The incorporation of language further strengthens this. Through 'Learning to Explain' tasks, the model must describe scenes and decision-making rationales in natural language.
This is not solely for interpretability but to compel the model to develop causal reasoning capabilities. In a way, this mirrors the Chain-of-Thought approach in large models—the ability to explain implies true understanding.
Finally, during inference, the system is abstracted into three sequential steps: Observe-Reason-Act.
Visual inputs are encoded into tokens, reasoning generates decision logic, which is then translated into control commands. This structure introduces, for the first time, an intermediate 'thinking process' layer in autonomous driving, rather than jumping directly from input to output.
From a broader perspective, can this VLA model evolve from a 'reactive system' to a 'cognitive system'?
03
The Data Closed Loop Is Transformed: Autonomous Driving Acquires 'Self-Evolution' Capabilities
Changes in the model ultimately manifest in the data closed loop. In traditional systems, the loop is heavily human-driven: humans identify problems, annotate data, define rules, and iteratively optimize the model. This approach is effective initially but quickly hits bottlenecks as scale increases.

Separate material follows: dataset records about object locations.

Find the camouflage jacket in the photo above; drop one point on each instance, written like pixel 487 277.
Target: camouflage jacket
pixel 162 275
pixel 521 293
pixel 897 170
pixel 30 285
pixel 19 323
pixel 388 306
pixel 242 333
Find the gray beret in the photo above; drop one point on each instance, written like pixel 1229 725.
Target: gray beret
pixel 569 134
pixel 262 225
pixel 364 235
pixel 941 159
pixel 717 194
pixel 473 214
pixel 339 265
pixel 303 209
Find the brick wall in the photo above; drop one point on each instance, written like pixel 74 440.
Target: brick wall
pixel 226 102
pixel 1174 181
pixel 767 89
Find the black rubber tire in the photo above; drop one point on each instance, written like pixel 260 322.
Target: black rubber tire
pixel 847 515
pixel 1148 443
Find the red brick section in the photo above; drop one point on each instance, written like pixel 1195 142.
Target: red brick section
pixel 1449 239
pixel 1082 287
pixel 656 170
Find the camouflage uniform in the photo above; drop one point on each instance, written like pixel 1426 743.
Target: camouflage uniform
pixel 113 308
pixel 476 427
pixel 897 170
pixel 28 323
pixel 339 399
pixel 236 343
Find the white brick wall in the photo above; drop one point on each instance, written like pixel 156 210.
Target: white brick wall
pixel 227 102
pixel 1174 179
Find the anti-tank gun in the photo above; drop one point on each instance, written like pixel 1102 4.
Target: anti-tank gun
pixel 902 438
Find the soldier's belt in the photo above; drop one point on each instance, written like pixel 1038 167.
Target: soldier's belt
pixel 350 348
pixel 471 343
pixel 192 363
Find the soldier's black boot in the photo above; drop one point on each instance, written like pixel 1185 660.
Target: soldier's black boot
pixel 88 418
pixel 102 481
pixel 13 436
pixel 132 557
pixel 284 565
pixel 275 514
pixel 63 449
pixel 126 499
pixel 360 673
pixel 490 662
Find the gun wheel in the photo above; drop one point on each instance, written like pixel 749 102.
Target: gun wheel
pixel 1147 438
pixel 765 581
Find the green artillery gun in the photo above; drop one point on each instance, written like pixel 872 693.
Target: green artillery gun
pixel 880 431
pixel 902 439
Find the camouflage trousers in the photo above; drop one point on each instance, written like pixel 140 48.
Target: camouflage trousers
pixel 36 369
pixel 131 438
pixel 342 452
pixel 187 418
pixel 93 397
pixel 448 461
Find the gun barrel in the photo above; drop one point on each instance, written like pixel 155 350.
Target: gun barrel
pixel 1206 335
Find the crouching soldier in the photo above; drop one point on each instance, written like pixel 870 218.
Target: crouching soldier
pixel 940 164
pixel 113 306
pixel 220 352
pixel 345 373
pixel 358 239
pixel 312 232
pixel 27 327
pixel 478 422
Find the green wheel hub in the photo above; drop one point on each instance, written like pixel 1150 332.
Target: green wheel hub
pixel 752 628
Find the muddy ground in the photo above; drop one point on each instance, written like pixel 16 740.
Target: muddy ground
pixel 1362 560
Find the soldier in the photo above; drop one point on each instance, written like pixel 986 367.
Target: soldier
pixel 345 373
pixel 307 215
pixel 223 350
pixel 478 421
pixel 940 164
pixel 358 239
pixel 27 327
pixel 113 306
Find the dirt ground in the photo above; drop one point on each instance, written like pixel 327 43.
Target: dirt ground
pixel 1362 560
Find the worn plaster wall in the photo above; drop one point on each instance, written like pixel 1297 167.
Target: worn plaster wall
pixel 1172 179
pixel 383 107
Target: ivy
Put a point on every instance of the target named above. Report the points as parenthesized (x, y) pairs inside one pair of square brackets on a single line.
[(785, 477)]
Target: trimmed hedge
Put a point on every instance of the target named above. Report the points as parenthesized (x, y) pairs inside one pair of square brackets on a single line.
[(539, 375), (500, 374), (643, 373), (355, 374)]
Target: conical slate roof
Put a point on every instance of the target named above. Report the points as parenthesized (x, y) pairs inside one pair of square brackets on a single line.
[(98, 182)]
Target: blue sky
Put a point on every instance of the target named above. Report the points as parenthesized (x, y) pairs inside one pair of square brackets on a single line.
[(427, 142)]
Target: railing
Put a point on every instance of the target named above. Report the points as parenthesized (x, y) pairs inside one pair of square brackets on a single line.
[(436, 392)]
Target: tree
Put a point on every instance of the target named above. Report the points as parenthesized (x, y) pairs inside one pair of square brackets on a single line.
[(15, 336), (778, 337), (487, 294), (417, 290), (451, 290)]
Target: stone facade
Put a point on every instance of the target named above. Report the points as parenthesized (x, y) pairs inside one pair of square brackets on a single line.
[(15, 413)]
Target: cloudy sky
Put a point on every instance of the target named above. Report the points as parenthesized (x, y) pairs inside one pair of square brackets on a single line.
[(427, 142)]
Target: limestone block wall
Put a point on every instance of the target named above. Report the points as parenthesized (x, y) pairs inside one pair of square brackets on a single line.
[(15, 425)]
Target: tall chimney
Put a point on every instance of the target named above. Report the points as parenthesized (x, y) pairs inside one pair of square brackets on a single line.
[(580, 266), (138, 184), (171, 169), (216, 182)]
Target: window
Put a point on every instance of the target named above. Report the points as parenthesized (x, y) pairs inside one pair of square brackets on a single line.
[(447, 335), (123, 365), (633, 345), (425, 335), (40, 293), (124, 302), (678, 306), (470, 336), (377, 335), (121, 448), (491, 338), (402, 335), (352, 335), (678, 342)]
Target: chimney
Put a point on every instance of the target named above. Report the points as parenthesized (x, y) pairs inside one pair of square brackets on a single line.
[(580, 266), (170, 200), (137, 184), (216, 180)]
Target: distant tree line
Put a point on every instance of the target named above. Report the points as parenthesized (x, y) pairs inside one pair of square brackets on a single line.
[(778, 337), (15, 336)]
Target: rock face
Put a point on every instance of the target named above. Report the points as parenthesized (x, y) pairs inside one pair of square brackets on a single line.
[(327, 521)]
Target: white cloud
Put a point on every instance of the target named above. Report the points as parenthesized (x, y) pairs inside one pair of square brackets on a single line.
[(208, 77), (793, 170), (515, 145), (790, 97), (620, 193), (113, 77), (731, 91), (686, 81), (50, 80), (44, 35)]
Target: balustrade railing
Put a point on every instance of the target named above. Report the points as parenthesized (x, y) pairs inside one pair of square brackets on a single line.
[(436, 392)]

Autowise.ai's approach utilizes a Foundation Model to reconstruct the entire loop, making data processing an integral part of the model's capabilities.
In this system, data mining no longer relies on rules but on the model's automatic identification of high-value clips. Disengagement analysis shifts from manual attribution to model-based classification and diagnosis. Annotation evolves from 'labeling answers' to 'generating reasoning processes.' Driving quality assessment is unified under the model.

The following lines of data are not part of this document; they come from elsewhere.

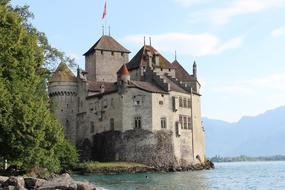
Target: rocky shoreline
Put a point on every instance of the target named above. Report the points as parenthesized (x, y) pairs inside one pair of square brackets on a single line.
[(142, 169), (63, 182)]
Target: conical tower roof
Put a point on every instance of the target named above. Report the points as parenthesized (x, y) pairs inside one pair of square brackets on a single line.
[(123, 71), (62, 74), (181, 74)]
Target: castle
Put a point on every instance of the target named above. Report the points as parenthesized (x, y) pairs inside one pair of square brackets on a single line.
[(144, 110)]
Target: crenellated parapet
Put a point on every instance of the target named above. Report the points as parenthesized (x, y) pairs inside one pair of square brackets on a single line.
[(160, 81)]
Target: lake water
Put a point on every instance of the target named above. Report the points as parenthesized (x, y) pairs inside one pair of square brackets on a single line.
[(238, 175)]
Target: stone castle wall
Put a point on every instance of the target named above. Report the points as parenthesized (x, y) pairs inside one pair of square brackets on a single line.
[(64, 98), (103, 65)]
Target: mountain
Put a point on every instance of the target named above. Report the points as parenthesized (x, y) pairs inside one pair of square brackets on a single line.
[(261, 135)]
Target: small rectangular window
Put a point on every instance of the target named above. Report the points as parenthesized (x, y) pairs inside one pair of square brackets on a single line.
[(112, 124), (92, 127), (184, 103), (184, 122), (180, 101), (138, 123), (189, 103), (181, 121), (163, 123), (189, 123)]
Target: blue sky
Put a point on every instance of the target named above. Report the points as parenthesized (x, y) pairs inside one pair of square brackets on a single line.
[(239, 45)]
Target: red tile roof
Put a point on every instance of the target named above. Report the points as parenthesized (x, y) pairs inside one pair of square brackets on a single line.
[(140, 59), (62, 74), (94, 86), (107, 43), (181, 74), (148, 86), (123, 70)]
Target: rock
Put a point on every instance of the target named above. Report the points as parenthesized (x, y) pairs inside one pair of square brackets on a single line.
[(85, 186), (10, 188), (64, 182), (3, 179), (17, 182), (33, 183)]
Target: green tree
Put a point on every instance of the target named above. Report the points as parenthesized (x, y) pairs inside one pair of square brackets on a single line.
[(29, 134)]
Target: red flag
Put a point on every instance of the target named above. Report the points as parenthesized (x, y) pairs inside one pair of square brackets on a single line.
[(105, 11)]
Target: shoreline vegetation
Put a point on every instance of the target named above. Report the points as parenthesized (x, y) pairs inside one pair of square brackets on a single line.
[(244, 158), (92, 167)]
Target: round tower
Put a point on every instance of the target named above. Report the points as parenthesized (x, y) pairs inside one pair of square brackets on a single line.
[(62, 90)]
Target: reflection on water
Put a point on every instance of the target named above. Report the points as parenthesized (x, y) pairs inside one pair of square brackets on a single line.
[(246, 175)]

These capabilities share a common model foundation, creating a true virtuous cycle: stronger models enhance data processing; more data further refines the model.
Handling long-tail problems also changes. Corner cases that once required human-defined 'correct answers' can now be resolved through simulation and reinforcement learning.
The model generates multiple decision paths in high-fidelity environments, continuously optimizing strategy distributions through self-assessment. This marks the system's first step toward true 'self-evolution.'
Of course, engineering challenges persist. Deploying a 40B model, controlling costs, and adapting it to diverse compute platforms require techniques like distillation. But these issues no longer define the upper limit—they merely constrain implementation pace.
Summary
Over the past decade, the industry has competed on engineering prowess: stronger sensors, more stable systems, and managing complexity within deliverable limits. After GTC 2026, the focus shifts to who can build a sustainably evolving 'AI brain,' redefining industry stratification.
Some companies will continue optimizing engineering, making systems more stable and controllable but with linearly improving capabilities. Others will bet on model-driven approaches, accepting higher upfront costs but potentially achieving exponential capability gains once critical thresholds are crossed.
Autonomous driving has never evolved uniformly—it resembles AI itself. It either lingers below a threshold or, once crossed, rapidly creates gaps and rewrites the rules.